A planner using a stationary time-series method is being asked to forecast a demand system that keeps changing its own rules. That is the practical problem behind demand forecasting for GLP-1 cold chain: the volume is large, but size is not the most difficult feature. The harder issue is that patient starts, payer access, formulation mix, and cold-chain constraints do not move like a stable seasonal pattern with a noisy trend line.
The GLP-1 category has three structural traits that matter more than any single market-size number. First, the patient base compounds: J.P. Morgan projects roughly 10 million Americans on GLP-1s in 2025 and about 25 million by 2030, a 2.5x increase over five years rather than a one-quarter spike that later clears from the system.[1] Second, demand is exposed to regime shifts: Medicare pricing, cash-price moves, oral launches, and patent expirations can reset access and substitution patterns. Third, the cold chain is physically unforgiving. A few percentage points of forecast error do not merely create awkward inventory; they can become validated-packaging shortages, lane capacity misses, excursions, frozen product, or unusable stock.

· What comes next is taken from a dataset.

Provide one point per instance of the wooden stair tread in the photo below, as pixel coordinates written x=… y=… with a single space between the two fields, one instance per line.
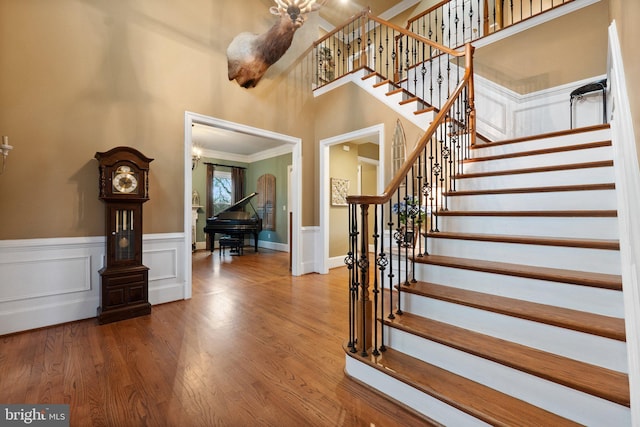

The Patient Base Does Not Reset
Many conventional demand models are built to be forgiving when demand is noisy but fundamentally stable. They can absorb a promotion, a short allocation period, or a recurring seasonal prescription pattern because the underlying system eventually resembles its past. GLP-1 demand is less cooperative. New users layer onto an already-growing chronic therapy population, while discontinuation sits beside that growth as a separate variable rather than a clean offset.
That layering is the point often lost when GLP-1 growth is described only as a surge. SupplyChainBrain, citing Anaplan’s Emily Nicholls, describes the dynamic plainly: “demand compounds over time as new patients layer on top of a growing base.”[2] For forecasting, that sentence is more useful than a decorative total-addressable-market slide. It says that starts and continuing therapy have to be modeled separately. A moving average that compresses both into one smoothed signal can look calm precisely when operational load is becoming more brittle.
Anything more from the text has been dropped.